Media lawyer Chris Beall wouldn't comment Monday night, saying he hadn't yet talked to his clients. State Attorney General Ken Salazar, who represented Ruckriegle, made a terse statement.

"The issue is back in Judge Ruckriegle's hands and that's all we'll say," said Ken Lane, a spokesman for Salazar.

Whether media outlets will publish the transcripts - or soon receive them from Ruckriegle - could be determined today because the decision was released so late Monday.

"We have no immediate plans to publish it," said George Garties, Denver bureau chief of the Associated Press.

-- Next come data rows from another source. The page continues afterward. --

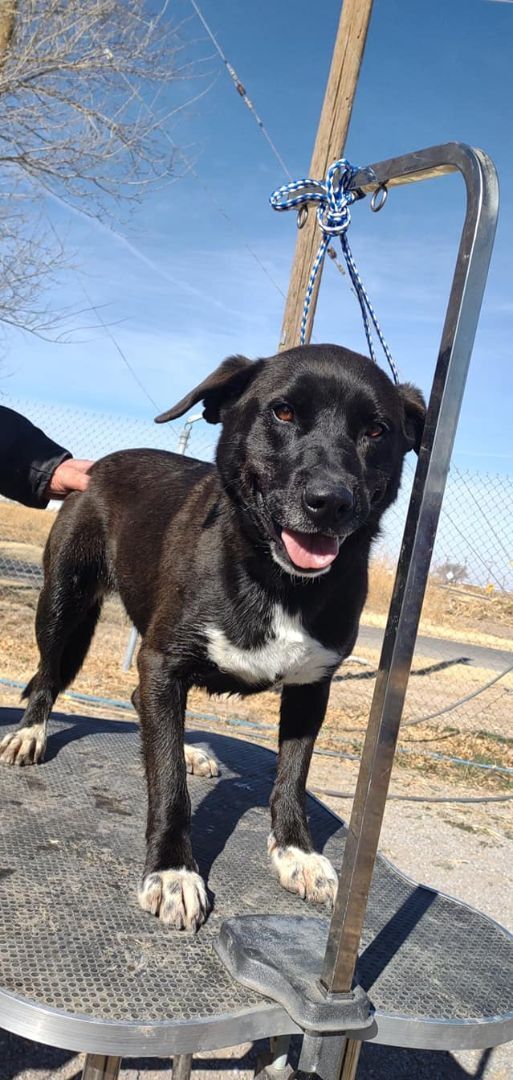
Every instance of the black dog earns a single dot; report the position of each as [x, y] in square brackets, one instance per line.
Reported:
[239, 576]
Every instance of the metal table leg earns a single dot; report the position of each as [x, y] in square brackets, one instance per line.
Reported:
[99, 1067]
[181, 1066]
[351, 1057]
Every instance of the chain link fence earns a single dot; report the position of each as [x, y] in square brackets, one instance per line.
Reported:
[461, 685]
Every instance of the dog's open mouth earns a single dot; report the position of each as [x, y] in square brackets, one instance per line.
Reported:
[309, 551]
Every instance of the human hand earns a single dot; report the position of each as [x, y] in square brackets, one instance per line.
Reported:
[70, 475]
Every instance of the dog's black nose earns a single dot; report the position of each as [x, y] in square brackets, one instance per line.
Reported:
[327, 503]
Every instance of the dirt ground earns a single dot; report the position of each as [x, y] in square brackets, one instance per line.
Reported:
[462, 848]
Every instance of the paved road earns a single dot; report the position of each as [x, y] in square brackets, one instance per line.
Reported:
[440, 648]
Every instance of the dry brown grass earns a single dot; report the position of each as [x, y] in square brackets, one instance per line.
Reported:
[22, 524]
[464, 613]
[478, 728]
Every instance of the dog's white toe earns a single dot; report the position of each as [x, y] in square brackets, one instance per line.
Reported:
[177, 896]
[24, 746]
[199, 763]
[308, 874]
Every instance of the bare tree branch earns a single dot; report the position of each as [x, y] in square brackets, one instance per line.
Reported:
[80, 83]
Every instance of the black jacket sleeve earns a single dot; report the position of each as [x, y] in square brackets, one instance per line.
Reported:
[27, 459]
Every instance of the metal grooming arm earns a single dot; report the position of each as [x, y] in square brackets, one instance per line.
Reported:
[329, 983]
[420, 529]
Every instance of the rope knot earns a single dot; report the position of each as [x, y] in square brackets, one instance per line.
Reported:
[333, 198]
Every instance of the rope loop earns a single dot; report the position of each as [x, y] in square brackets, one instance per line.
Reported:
[333, 198]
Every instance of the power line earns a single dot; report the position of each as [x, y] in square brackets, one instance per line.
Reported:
[241, 90]
[247, 102]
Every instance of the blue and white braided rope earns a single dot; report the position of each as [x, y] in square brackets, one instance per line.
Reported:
[334, 200]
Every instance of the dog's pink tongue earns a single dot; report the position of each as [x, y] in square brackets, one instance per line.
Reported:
[308, 551]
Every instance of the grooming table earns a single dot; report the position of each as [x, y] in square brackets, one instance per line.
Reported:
[84, 969]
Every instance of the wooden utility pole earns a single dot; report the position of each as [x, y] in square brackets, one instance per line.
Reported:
[329, 142]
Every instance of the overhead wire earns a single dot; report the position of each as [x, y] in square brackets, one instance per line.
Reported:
[250, 105]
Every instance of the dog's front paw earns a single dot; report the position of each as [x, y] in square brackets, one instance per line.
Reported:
[24, 746]
[199, 763]
[177, 896]
[308, 874]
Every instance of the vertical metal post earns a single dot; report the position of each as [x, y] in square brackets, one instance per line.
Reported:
[420, 529]
[99, 1067]
[351, 1057]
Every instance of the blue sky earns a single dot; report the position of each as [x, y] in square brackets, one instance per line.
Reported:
[178, 285]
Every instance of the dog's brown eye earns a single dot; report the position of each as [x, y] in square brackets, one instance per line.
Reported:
[375, 430]
[283, 412]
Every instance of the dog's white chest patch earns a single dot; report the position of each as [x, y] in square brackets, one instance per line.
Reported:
[288, 656]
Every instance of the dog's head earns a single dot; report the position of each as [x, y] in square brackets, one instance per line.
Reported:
[311, 448]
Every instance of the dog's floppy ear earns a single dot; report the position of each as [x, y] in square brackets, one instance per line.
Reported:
[225, 385]
[414, 415]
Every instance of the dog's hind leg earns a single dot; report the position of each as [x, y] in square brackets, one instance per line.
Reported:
[299, 868]
[171, 886]
[68, 609]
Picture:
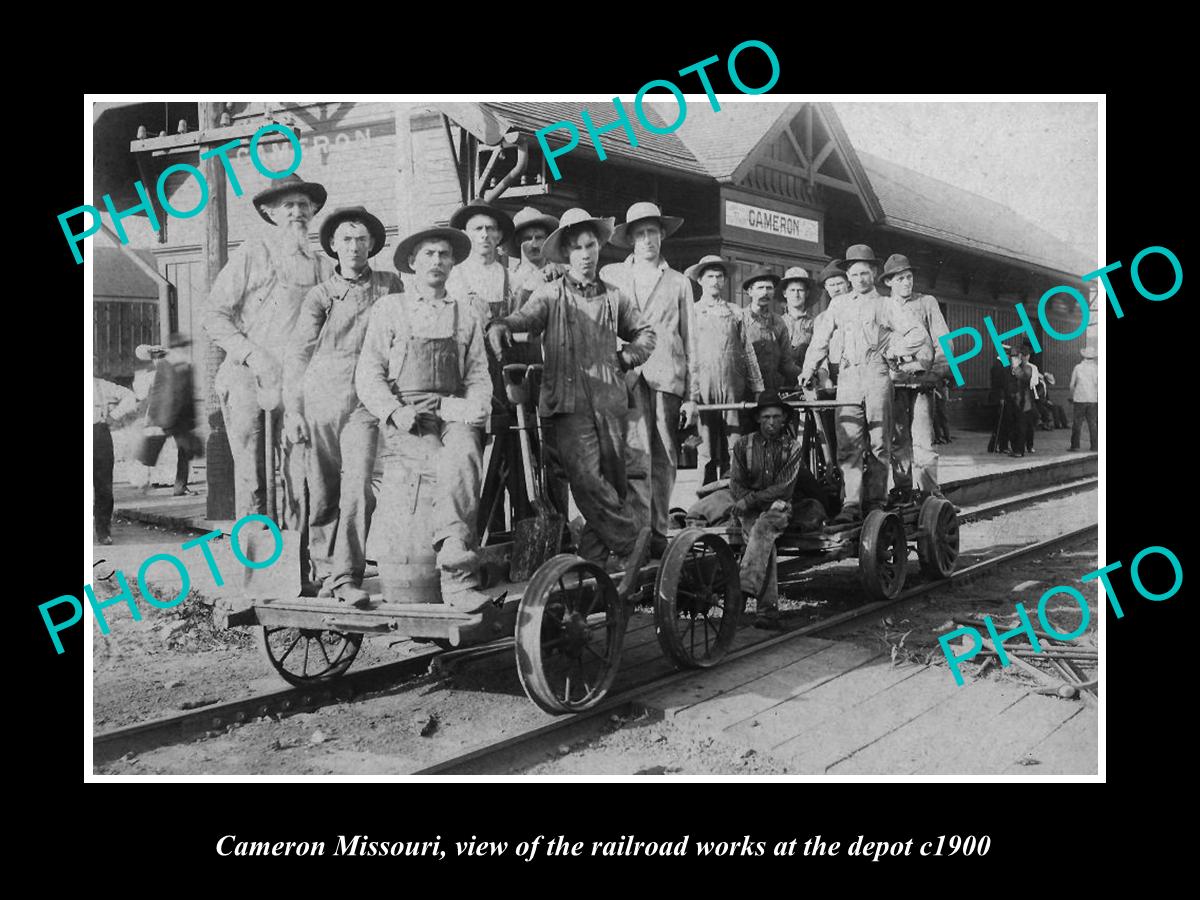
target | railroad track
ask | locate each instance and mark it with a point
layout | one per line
(529, 747)
(286, 701)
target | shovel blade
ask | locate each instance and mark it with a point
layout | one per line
(534, 541)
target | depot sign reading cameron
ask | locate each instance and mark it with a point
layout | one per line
(768, 221)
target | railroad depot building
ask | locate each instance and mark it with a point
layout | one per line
(759, 184)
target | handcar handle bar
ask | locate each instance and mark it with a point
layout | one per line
(793, 403)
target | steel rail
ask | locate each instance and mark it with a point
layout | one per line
(481, 760)
(196, 723)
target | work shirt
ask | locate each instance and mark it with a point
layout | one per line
(867, 323)
(111, 401)
(250, 303)
(667, 309)
(762, 471)
(328, 336)
(580, 325)
(721, 359)
(773, 347)
(924, 309)
(1085, 383)
(397, 318)
(489, 282)
(799, 331)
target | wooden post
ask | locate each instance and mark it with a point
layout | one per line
(215, 246)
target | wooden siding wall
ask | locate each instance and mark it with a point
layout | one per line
(118, 328)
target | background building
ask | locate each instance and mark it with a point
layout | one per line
(774, 184)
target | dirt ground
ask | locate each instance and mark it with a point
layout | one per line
(174, 659)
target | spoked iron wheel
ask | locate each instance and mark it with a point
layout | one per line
(882, 555)
(939, 543)
(697, 599)
(309, 655)
(570, 630)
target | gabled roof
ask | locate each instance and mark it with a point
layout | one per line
(115, 276)
(925, 205)
(664, 150)
(723, 139)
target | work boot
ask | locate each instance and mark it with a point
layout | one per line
(849, 515)
(352, 594)
(456, 555)
(658, 546)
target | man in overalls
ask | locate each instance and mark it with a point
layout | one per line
(660, 385)
(424, 375)
(795, 287)
(252, 309)
(768, 331)
(583, 389)
(867, 322)
(322, 406)
(918, 371)
(723, 366)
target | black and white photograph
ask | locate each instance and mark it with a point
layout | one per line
(696, 436)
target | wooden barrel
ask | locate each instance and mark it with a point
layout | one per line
(402, 535)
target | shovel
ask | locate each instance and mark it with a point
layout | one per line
(538, 538)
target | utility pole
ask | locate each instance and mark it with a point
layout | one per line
(215, 247)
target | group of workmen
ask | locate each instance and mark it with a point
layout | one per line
(334, 351)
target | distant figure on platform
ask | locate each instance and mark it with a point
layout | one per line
(109, 402)
(171, 411)
(1085, 396)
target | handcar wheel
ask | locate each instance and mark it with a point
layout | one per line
(882, 555)
(569, 634)
(697, 599)
(939, 543)
(309, 655)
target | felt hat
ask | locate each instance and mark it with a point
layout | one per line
(861, 253)
(347, 214)
(315, 192)
(527, 219)
(897, 263)
(574, 217)
(709, 262)
(762, 271)
(832, 270)
(483, 208)
(771, 399)
(460, 245)
(796, 273)
(642, 211)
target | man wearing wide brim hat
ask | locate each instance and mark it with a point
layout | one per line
(1085, 396)
(767, 473)
(322, 405)
(481, 276)
(424, 375)
(660, 385)
(252, 309)
(867, 322)
(795, 287)
(768, 331)
(724, 367)
(583, 390)
(918, 370)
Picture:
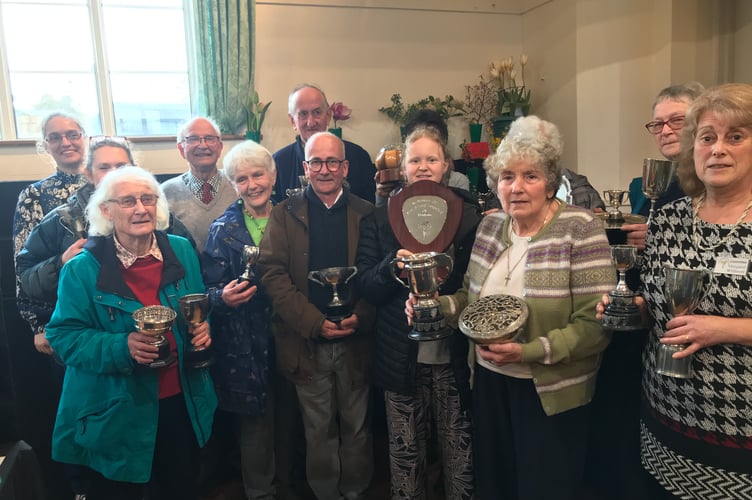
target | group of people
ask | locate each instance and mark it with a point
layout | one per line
(509, 419)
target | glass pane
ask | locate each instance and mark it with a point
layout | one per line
(35, 95)
(59, 41)
(150, 104)
(158, 43)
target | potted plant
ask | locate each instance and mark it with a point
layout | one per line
(340, 113)
(480, 105)
(255, 112)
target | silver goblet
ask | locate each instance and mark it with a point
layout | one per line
(195, 309)
(424, 281)
(622, 314)
(656, 177)
(249, 258)
(683, 290)
(337, 277)
(155, 321)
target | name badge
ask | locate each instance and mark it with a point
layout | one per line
(737, 266)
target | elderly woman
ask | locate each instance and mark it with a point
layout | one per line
(421, 380)
(128, 424)
(531, 398)
(240, 316)
(696, 432)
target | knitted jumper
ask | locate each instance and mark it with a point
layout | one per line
(568, 269)
(196, 215)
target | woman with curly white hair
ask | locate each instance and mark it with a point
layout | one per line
(531, 397)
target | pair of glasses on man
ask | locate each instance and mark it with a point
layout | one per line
(332, 164)
(195, 140)
(147, 200)
(674, 123)
(56, 138)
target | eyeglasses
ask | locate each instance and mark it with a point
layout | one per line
(656, 127)
(332, 164)
(147, 200)
(96, 140)
(71, 135)
(195, 140)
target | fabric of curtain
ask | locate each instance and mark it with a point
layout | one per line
(225, 33)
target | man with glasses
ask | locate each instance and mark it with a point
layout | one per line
(327, 361)
(309, 113)
(203, 193)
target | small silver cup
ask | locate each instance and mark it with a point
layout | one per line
(195, 309)
(249, 258)
(622, 314)
(424, 281)
(337, 277)
(683, 289)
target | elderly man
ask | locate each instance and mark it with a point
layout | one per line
(327, 361)
(309, 113)
(202, 194)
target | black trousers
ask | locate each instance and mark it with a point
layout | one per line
(519, 451)
(175, 470)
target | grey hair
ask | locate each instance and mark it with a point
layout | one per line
(247, 153)
(533, 140)
(291, 97)
(98, 223)
(185, 125)
(683, 92)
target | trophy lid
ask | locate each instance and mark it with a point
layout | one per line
(494, 318)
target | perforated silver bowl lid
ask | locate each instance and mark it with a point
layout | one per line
(494, 318)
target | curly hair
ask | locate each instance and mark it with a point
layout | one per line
(533, 140)
(731, 102)
(98, 223)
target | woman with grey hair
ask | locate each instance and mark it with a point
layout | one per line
(531, 397)
(135, 429)
(242, 340)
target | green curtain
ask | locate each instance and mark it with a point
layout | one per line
(224, 42)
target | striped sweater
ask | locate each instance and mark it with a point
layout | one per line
(568, 269)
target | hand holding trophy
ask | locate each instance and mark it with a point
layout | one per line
(683, 290)
(195, 309)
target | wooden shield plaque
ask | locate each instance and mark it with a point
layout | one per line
(425, 216)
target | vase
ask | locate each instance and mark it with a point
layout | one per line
(501, 124)
(476, 129)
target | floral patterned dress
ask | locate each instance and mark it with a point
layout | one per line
(696, 433)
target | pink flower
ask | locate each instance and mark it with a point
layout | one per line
(340, 112)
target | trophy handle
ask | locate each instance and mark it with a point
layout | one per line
(396, 271)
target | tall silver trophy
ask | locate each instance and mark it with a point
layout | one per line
(155, 321)
(683, 290)
(622, 313)
(425, 273)
(249, 256)
(340, 307)
(656, 178)
(195, 309)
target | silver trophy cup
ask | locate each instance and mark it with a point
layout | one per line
(656, 178)
(683, 290)
(249, 258)
(622, 314)
(195, 308)
(155, 321)
(338, 308)
(423, 281)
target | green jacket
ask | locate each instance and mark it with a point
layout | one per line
(107, 417)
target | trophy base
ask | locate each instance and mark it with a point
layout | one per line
(199, 357)
(667, 366)
(622, 318)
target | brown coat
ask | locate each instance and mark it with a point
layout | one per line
(283, 266)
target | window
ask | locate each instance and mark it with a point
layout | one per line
(121, 66)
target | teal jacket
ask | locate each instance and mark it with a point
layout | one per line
(107, 417)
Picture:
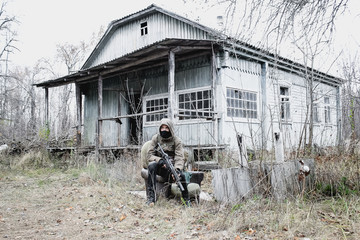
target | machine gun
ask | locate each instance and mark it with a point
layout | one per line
(170, 166)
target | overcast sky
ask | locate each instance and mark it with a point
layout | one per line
(45, 23)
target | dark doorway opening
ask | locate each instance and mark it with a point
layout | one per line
(136, 121)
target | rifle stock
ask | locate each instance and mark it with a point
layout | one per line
(171, 167)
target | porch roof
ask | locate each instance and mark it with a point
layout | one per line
(150, 56)
(157, 54)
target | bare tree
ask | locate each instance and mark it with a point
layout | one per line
(7, 46)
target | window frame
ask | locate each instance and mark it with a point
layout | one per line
(144, 28)
(316, 109)
(195, 91)
(148, 114)
(327, 110)
(288, 97)
(239, 104)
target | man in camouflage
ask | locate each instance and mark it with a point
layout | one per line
(171, 145)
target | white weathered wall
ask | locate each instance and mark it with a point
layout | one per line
(127, 38)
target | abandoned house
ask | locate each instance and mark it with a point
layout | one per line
(155, 63)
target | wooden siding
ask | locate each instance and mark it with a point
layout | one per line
(324, 133)
(127, 38)
(192, 133)
(110, 109)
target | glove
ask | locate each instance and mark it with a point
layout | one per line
(178, 172)
(161, 162)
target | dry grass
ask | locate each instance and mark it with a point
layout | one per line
(92, 202)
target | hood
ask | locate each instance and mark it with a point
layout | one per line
(169, 123)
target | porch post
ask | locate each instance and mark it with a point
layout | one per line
(263, 118)
(214, 102)
(99, 116)
(78, 114)
(47, 107)
(171, 86)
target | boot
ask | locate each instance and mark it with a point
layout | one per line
(151, 198)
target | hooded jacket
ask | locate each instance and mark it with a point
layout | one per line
(172, 146)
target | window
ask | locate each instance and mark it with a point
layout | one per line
(195, 104)
(316, 115)
(327, 109)
(316, 112)
(143, 28)
(241, 104)
(284, 103)
(156, 105)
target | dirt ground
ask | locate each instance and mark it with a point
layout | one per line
(53, 204)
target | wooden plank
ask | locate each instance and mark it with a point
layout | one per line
(132, 115)
(78, 114)
(47, 107)
(171, 86)
(119, 125)
(99, 121)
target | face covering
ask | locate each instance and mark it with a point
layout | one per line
(165, 134)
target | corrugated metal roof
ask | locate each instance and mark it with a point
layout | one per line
(233, 45)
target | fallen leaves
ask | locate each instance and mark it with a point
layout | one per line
(123, 216)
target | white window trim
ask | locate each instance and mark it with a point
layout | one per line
(288, 86)
(242, 119)
(327, 105)
(147, 98)
(194, 120)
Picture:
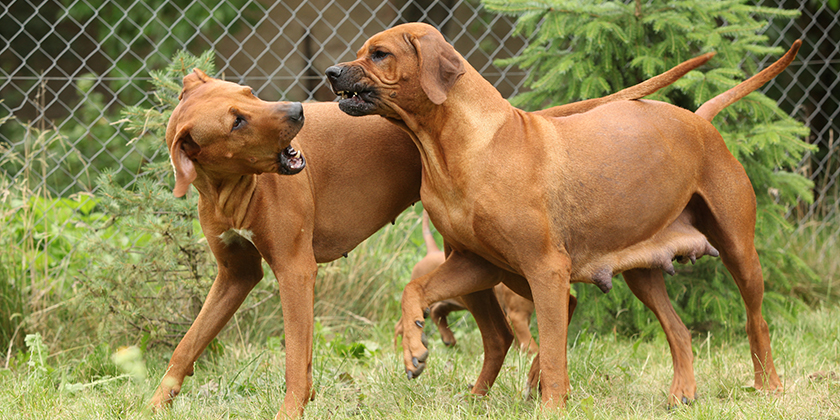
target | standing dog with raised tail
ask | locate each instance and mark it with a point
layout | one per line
(236, 149)
(626, 187)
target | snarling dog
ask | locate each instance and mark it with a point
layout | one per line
(517, 309)
(626, 187)
(236, 150)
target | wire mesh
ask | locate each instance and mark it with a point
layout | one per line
(68, 66)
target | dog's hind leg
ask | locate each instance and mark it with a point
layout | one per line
(475, 276)
(649, 287)
(438, 313)
(726, 215)
(239, 271)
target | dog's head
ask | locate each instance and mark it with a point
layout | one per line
(407, 67)
(223, 128)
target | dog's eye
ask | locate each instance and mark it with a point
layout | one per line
(379, 55)
(239, 122)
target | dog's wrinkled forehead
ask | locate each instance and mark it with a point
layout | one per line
(399, 38)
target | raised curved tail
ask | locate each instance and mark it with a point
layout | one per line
(711, 108)
(638, 91)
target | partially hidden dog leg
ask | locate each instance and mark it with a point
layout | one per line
(438, 313)
(649, 287)
(550, 287)
(533, 383)
(473, 274)
(297, 297)
(495, 336)
(225, 296)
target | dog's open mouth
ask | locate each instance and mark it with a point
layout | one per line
(290, 161)
(356, 102)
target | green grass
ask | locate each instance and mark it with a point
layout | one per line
(358, 375)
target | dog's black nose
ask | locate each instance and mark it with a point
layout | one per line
(333, 72)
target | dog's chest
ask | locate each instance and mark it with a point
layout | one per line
(235, 235)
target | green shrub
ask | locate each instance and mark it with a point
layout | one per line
(580, 50)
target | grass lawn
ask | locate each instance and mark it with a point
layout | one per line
(358, 375)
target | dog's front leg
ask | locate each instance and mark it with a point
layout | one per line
(239, 271)
(297, 297)
(495, 336)
(460, 275)
(550, 287)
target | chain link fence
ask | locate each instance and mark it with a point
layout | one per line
(68, 66)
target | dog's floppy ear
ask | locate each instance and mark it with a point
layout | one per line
(182, 164)
(440, 65)
(196, 78)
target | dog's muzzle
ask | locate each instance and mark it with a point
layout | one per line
(356, 99)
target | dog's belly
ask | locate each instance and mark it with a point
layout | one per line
(680, 241)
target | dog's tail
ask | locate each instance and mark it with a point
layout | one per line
(638, 91)
(711, 108)
(431, 245)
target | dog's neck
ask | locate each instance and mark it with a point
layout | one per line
(225, 195)
(466, 123)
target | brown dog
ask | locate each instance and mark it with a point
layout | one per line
(626, 187)
(232, 145)
(517, 309)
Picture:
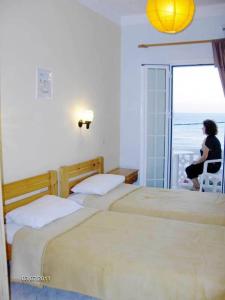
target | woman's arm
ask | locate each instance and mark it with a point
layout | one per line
(204, 156)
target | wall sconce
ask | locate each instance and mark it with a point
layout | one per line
(86, 118)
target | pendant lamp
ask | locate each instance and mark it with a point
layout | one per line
(170, 16)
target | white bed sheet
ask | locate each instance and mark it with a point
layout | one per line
(11, 229)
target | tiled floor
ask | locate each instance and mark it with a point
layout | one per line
(26, 292)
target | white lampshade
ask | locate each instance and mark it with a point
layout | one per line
(87, 115)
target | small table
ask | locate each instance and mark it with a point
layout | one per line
(131, 175)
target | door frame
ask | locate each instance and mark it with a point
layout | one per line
(172, 66)
(143, 125)
(4, 284)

Transcripts of the June 21-22 rape shield hearings in the Bryant case were accidentally e-mailed to The Associated Press, CBS, the Denver Post, ESPN, Fox, the Los Angeles Times and Warner Brothers.

The Rocky Mountain News did not receive the transcripts, but was one of 12 news organizations that filed friend-of-the-court briefs.

Media attorneys made the emergency petition to the U.S. Supreme Court last week after the Colorado Supreme Court ruled 4-3 to uphold Ruckriegle's do-not-publish order that came after the clerk's mistake.

The transcripts focused on the state's rape-shield law, which says a victim's sexual history is irrelevant unless lawyers can show in closed, pretrial hearings that there is a reason it should be admissible.

The state high court said a victim's sexual conduct is even more private than her identity, and that the state has a vital interest in protecting the privacy of rape victims in order to encourage the reporting of rapes and to deter rapes.

But the court encouraged Ruckriegle to quickly make his decision on the rape shield law, and he did on Friday. He ruled that the alleged victim's sexual activity in a 72-hour time around her encounter with Bryant was admissible at Bryant's trial, which begins Aug. 27.

Because of that ruling, Breyer allowed Ruckriegle two days to determine just how he would release the transcripts, and the media might refile its appeal after that.

"My reading of the transcripts leads me to believe that the trial court's determination as to the relevancy of the rape shield material will significantly change the circumstances that have led to this application," Breyer wrote.